Essa foi uma das inúmeras ofensas que Igor Mandrak e seu namorado, Scai Victor, receberam no Facebook quando assumiram o namoro há dois anos. Os comentários não vieram só devido à homossexualidade: o visual de funkeiro do casal - composto por itens como óculos Juliet, cabelo platinado e tênis de mola - é um estilo considerado hétero e causou repulsa em muitas pessoas, incluindo LGBTs.
"Amor de bandido… nunca vi casal gay vestido assim", criticou um usuário da rede social que se coloca a favor da causa em seu perfil. "Existe uma linha tênue entre um hétero chavoso e um gay mal vestido", escreveu outro. O romance repercutiu na época com mais de 60 mil comentários em um vídeo publicado por eles. Assista:
O ativista LGBT Vitor Garcia analisa que essa estranheza que existe sobre gays com estilo hétero parte, principalmente, da TV, que apresenta personagens homossexuais sob a roupagem de piada.
"Nesse modelo [televisivo], o gay precisa ser escandaloso, usar muitas cores e roupas 'diferentes' e ter voz grave [sic]. Se sair com pluma na rua é melhor ainda. E se for para usar roupa 'normal' que tenha muitos 'trejeitos gays' para contrabalançar", afirma em seu artigo Por que ainda nos espantamos com um vídeo de um casal "gay funkeiro"?. Garcia ressalta ainda que gays não se reduzem a um único perfil, assim como heterossexuais não são necessariamente parecidos ou iguais.

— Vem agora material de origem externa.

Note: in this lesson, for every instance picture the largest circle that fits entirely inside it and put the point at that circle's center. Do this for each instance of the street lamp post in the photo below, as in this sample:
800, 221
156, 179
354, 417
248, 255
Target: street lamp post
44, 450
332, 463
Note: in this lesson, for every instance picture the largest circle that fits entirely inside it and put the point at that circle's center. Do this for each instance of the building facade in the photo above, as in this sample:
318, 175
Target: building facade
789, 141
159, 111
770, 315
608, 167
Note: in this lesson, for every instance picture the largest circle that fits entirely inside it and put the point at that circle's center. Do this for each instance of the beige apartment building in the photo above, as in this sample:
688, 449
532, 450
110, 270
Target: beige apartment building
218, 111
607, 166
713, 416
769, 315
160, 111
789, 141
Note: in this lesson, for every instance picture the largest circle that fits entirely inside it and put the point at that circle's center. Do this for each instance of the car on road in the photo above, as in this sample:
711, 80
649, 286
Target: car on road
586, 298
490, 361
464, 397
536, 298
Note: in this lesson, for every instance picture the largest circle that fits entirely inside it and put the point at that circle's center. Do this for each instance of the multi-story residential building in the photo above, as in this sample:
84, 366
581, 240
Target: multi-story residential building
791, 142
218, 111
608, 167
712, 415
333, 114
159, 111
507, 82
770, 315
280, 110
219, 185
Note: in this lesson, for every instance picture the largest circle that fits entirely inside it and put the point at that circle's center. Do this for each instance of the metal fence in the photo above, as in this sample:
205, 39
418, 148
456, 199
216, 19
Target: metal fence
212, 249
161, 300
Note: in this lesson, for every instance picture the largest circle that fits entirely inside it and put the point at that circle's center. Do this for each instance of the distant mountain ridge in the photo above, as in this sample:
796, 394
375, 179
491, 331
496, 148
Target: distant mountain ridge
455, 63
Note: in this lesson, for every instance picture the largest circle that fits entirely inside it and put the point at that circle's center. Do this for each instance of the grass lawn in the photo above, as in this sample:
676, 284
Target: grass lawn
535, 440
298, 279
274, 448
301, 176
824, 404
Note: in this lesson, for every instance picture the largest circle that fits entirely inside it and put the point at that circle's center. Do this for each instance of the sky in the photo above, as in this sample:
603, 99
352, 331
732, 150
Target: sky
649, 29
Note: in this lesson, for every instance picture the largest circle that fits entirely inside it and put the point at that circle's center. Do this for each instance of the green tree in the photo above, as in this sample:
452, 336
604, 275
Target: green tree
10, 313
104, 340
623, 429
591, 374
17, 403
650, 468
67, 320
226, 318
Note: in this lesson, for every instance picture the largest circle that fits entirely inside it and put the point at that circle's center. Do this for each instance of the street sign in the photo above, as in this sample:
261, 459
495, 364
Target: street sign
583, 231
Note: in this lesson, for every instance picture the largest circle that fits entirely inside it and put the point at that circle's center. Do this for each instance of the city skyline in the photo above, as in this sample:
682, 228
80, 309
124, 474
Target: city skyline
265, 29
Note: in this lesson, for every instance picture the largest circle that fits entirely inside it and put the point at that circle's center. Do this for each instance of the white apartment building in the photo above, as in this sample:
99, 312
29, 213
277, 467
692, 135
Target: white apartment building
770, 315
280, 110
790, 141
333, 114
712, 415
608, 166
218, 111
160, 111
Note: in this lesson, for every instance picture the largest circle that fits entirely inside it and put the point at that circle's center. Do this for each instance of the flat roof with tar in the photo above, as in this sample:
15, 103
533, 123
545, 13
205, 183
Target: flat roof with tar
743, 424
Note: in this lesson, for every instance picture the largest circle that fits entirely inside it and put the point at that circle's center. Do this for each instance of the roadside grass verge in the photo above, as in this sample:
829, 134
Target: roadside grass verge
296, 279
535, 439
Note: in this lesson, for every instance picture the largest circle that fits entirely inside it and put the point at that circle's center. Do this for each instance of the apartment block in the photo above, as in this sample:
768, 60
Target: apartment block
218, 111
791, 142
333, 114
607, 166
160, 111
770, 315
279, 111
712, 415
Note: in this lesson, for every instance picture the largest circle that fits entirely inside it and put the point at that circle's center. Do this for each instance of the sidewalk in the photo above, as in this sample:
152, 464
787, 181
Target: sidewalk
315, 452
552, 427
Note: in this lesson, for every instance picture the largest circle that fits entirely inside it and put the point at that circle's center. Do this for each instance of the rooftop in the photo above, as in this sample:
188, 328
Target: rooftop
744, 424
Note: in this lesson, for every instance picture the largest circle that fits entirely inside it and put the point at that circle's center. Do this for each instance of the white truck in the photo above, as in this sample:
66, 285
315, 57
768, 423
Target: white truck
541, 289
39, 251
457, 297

Diante disso, Thiago Torres segue tentando quebrar estereótipos. Sua rotina é intensa e por vezes cansativa: acorda às 5h30 da manhã para trabalhar de jovem aprendiz e se desloca de Guarulhos para a Universidade de São Paulo (USP) todos os dias, onde estuda à noite e participa de atividades extracurriculares.

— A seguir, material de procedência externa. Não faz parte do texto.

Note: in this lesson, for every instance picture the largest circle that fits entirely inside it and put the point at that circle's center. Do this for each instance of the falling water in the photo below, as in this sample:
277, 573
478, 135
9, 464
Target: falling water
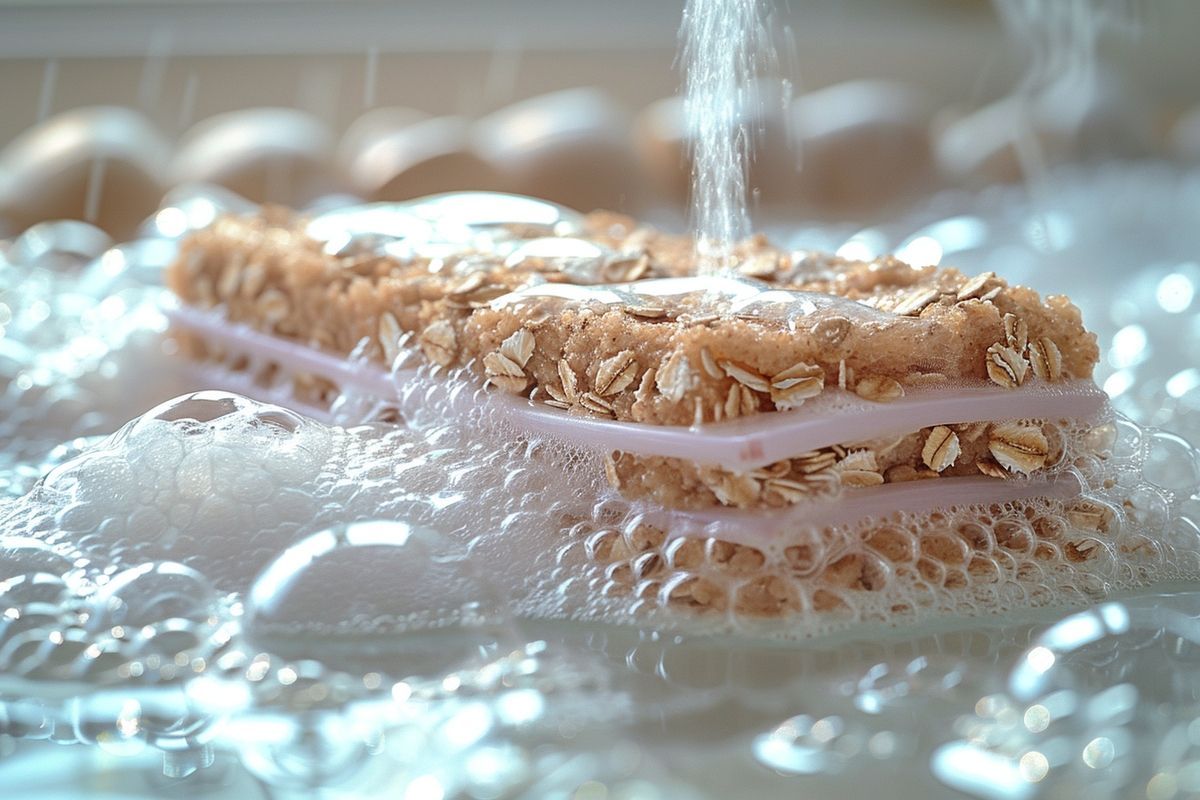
725, 46
1059, 40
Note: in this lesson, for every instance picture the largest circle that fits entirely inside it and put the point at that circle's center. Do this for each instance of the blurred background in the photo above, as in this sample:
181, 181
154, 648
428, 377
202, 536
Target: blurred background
109, 103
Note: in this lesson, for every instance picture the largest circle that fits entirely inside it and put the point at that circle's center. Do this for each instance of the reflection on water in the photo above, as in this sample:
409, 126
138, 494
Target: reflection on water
179, 681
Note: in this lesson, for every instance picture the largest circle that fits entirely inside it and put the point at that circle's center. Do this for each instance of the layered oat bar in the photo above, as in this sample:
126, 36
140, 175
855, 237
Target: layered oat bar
605, 323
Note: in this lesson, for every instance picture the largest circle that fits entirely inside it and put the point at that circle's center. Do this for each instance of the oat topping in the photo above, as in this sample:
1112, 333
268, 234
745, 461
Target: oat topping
941, 449
1019, 446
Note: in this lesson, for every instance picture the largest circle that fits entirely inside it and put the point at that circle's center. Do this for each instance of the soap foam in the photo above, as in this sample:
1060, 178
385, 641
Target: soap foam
223, 485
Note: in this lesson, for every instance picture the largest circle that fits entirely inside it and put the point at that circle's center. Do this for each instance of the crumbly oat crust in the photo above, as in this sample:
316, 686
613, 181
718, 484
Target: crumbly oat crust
669, 361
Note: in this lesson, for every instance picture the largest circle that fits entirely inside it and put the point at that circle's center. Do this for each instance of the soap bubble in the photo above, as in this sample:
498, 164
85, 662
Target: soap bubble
151, 593
399, 596
22, 555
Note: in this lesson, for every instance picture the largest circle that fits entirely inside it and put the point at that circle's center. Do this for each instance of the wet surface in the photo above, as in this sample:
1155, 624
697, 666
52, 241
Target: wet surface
202, 599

A distância nem sempre permite que o rapaz acompanhe as aulas até o final, pois corre o risco de perder o último ônibus - que o deixa em casa um pouco depois da meia-noite. No entanto, nada disso é obstáculo para sua luta contra a homofobia. Ele participa de um coletivo LGBT e leva sua voz para todos os espaços que frequenta: desde os de classe médica e rica da maior universidade da América Latina até os de sua vizinhança, na periferia da cidade.